Then the algorithm applies binary thresholding to isolate bright pixels: B (x, y) = 255 if I (x, y) > T_bright, else 0, where T_bright is user-configurable (default 184). Line segments are often fragmented due to varying intensity or surface irregularities. Three directional closing operations reconnect broken segments while preserving orientation information: Morphological closing with K_h = [[1 1 1 1 1 1 1 1 1 1 1] (11 x 1 rectangular kernel) connects horizontally-aligned segments. Morphological closing with K_v = [1; 1; 1; 1; 1; 1; 1; 1; 1; 1; 1] (1 x 11 rectangular kernel) connects vertically-aligned segments. Morphological closing with K_d = 7 x 7 elliptical kernel connects diagonally-oriented segments. The three resulting binary images are combined using bitwise OR: B_lines = B_h | B_v | B_d.

Binary thresholding was subsequently applied to the grayscale input image to delineate bright pixels, yielding a binary map B defined B (x, y) = 255 if I (x, y) > T_bright, and 0 otherwise, where T_bright constitutes a user-configurable intensity threshold (default: 184). This value was selected to align for bright-object segmentation within scanning electron microscopy (SEM), thereby optimizing sensitivity to high-constrast linear features. Due to inherent intensity gradients or topographic variations in SEM acquisitions detected line segments frequently exhibit fragmentation. To mitigate this, three orientation-specific morphological closing operations were employed to bridge discontinuities while retaining directional fidelity: closing with a horizontal structuring element K_h comprising an 11 x 1 rectangular kernel [[1 1 1 1 1 1 1 1 1 1 1] for reconnecting collinear horizontal segments; closing with a vertical structuring element K_v as 1 x 11 rectangular kernel for vertical alignments; closing with a 7 x 7 elliptical structuring element K_d to coalesce diagonally oriented segments. The resultant binary images B_h, B_v and B_d from these operations were then amalgamated with pixel-wise bitwise OR to produce the consolidated line map B_lines = B_h | B_v | B_d, ensuring comprehensive capture of multi-directional linear motifs without introducing extraneous artifacts.
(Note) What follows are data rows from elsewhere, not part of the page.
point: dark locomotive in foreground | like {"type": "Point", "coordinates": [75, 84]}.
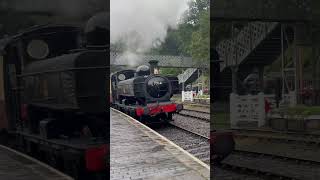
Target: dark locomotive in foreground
{"type": "Point", "coordinates": [54, 109]}
{"type": "Point", "coordinates": [144, 95]}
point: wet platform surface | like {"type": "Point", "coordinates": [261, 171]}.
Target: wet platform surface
{"type": "Point", "coordinates": [139, 153]}
{"type": "Point", "coordinates": [17, 166]}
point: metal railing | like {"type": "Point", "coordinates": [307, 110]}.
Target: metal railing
{"type": "Point", "coordinates": [234, 51]}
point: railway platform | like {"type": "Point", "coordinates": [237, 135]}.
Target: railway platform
{"type": "Point", "coordinates": [138, 152]}
{"type": "Point", "coordinates": [17, 166]}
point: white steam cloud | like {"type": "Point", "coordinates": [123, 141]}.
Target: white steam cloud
{"type": "Point", "coordinates": [143, 24]}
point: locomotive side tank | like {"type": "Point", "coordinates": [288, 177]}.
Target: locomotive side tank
{"type": "Point", "coordinates": [145, 96]}
{"type": "Point", "coordinates": [65, 82]}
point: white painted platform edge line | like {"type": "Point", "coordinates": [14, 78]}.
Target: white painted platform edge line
{"type": "Point", "coordinates": [38, 162]}
{"type": "Point", "coordinates": [164, 138]}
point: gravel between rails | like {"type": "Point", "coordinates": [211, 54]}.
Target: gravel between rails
{"type": "Point", "coordinates": [192, 143]}
{"type": "Point", "coordinates": [195, 114]}
{"type": "Point", "coordinates": [280, 136]}
{"type": "Point", "coordinates": [228, 174]}
{"type": "Point", "coordinates": [272, 166]}
{"type": "Point", "coordinates": [192, 124]}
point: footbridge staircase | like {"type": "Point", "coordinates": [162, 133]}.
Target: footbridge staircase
{"type": "Point", "coordinates": [258, 44]}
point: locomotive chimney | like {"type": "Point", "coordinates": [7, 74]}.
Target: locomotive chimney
{"type": "Point", "coordinates": [154, 68]}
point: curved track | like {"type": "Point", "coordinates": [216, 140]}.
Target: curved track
{"type": "Point", "coordinates": [195, 114]}
{"type": "Point", "coordinates": [196, 144]}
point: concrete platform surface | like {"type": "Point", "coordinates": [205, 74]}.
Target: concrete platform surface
{"type": "Point", "coordinates": [17, 166]}
{"type": "Point", "coordinates": [137, 152]}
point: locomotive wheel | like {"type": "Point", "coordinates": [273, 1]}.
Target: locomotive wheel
{"type": "Point", "coordinates": [169, 116]}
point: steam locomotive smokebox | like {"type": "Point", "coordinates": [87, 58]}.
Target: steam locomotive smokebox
{"type": "Point", "coordinates": [48, 128]}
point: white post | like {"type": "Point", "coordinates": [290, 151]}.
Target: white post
{"type": "Point", "coordinates": [233, 110]}
{"type": "Point", "coordinates": [261, 110]}
{"type": "Point", "coordinates": [183, 98]}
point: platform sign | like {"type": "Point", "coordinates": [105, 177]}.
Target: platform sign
{"type": "Point", "coordinates": [270, 10]}
{"type": "Point", "coordinates": [249, 110]}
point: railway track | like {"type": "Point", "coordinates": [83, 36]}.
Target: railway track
{"type": "Point", "coordinates": [194, 143]}
{"type": "Point", "coordinates": [278, 136]}
{"type": "Point", "coordinates": [270, 166]}
{"type": "Point", "coordinates": [202, 115]}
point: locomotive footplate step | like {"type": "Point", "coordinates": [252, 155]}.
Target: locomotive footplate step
{"type": "Point", "coordinates": [17, 166]}
{"type": "Point", "coordinates": [137, 152]}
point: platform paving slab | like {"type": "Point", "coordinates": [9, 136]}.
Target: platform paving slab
{"type": "Point", "coordinates": [139, 153]}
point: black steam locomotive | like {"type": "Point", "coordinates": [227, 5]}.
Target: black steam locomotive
{"type": "Point", "coordinates": [54, 109]}
{"type": "Point", "coordinates": [144, 95]}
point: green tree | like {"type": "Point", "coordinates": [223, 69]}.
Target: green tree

The output binary image (combined mask) B_lines highlights all detected features from the inputs. A pixel in B_lines is 255 (white) if any of the input images has a white pixel at that location; otherwise, it’s 0 (black). This union ensures no features are lost during merging. The horizontal lines binary image B_h is typically the result of thresholding or edge detection focused on horizontal structures (from a Sobel operator in the x-direction). The vertical lines binary image B_v is similar to B_h, but for vertical structures (Sobel in the y-direction). The diagonal lines binary image B_d could represent lines at 45° or 135° angles (from diagonal Sobel kernels or Hough line detection). This multi-directional approach ensures line detection independent of orientation.
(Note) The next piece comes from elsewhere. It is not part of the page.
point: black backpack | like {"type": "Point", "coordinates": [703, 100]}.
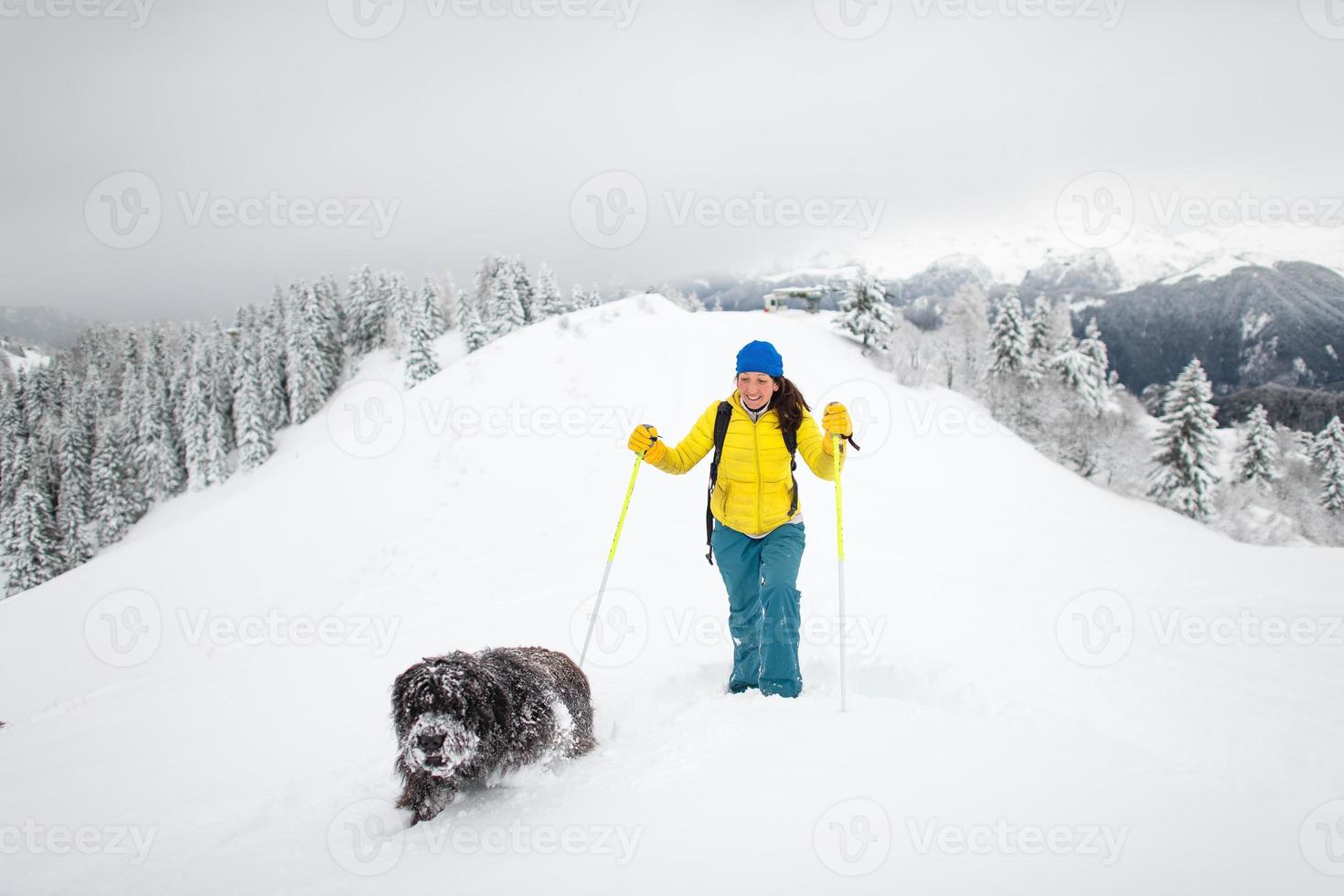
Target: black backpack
{"type": "Point", "coordinates": [720, 430]}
The bitwise OR operator | executes a pixel-wise logical disjunction across the input binary images, amalgamating the respective directional maps B_h, B_v and B_d into a unified line detection image B_lines. For each aligned pixel position (x, y), the output value is set to 255 if at least one corresponding input pixel registers 255, whereas a value of 0 is assigned exclusively when all inputs are 0. This operation is particularly efficacious for binary imagery, circumventing saturation artifacts inherent to additive merging (pixel sum exceeding the 255 intensity ceiling in 8-bit representations), thereby preserving the integrity of the foreground union without introducing clipping or overflow distortions.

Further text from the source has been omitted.